Mindfulness Meditation ~ Staying in the Present
Why Focus on Mindfulness?
Mindfulness is the practice of purposely focusing your attention on the present moment—and accepting it without judgment.
Mindfulness is now being examined scientifically and has been found to be a key element in stress reduction and overall happiness.
Mindfulness can help relieve stress, treat heart disease, lower blood pressure, reduce chronic pain, improve sleep, alleviate gastrointestinal difficulties, treat depression, substance abuse, eating disorders, anxiety disorders, and obsessive-compulsive disorder.
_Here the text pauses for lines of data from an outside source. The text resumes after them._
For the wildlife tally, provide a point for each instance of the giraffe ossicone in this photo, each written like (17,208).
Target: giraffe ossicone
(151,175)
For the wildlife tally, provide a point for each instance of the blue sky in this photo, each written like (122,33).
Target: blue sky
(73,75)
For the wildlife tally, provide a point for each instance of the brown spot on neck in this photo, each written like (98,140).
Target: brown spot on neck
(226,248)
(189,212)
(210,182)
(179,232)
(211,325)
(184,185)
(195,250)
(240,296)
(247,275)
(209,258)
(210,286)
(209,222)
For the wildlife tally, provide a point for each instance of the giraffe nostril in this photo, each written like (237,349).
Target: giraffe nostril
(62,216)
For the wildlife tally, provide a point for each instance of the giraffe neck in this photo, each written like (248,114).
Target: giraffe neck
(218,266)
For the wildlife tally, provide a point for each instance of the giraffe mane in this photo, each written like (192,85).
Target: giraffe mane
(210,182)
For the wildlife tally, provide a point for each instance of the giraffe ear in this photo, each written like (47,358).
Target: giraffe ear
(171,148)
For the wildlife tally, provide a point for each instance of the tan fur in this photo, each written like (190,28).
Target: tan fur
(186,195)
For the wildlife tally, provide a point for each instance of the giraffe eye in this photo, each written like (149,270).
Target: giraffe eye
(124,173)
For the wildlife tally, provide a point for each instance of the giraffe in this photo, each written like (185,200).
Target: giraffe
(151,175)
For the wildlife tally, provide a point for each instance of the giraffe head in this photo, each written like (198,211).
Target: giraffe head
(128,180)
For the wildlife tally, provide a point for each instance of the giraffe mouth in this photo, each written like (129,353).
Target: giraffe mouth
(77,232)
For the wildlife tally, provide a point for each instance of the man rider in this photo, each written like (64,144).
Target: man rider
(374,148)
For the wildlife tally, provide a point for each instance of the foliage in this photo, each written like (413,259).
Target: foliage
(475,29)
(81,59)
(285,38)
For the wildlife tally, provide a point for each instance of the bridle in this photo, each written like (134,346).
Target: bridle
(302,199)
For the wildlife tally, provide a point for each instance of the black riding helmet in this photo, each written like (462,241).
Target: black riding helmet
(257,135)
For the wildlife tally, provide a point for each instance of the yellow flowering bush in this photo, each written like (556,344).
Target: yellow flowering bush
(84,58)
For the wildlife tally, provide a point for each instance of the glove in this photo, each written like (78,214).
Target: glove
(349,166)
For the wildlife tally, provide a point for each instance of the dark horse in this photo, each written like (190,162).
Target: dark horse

Mindfulness improves overall well-being!
Here are 6 simple steps to practice mindfulness anytime, anywhere.
1) FIND A PLACE that feels calm and quiet to you
2) SET A TIME LIMIT. Use an alarm or your smartphone to set between 2 and 10 minutes. (beginners do just 2 minutes)
3) REMAIN STILL. Commit to a comfortable and stable position during your meditation.
4) FEEL YOUR BREATH. Follow the sensation of your breath as it goes in and out your nose.
5) NOTICE WHEN YOUR MIND IS WANDERING. When you notice your mind is wandering, simply return your attention to the breath.
6) BE KIND. Don’t judge yourself nor obsess over the content of the thoughts. Just keep coming back to observing the sensation of your breath.
Note: In addition to formal meditation, you can also cultivate mindfulness informally by focusing your attention on your moment-to-moment sensations during everyday activities. This is done by single-tasking—doing one thing at a time and giving it your full attention. As you floss your teeth, pet the dog, or eat an apple, slow down the process and be fully present as it unfolds and involves all of your senses.
I wish you live your life fully present, moment to moment.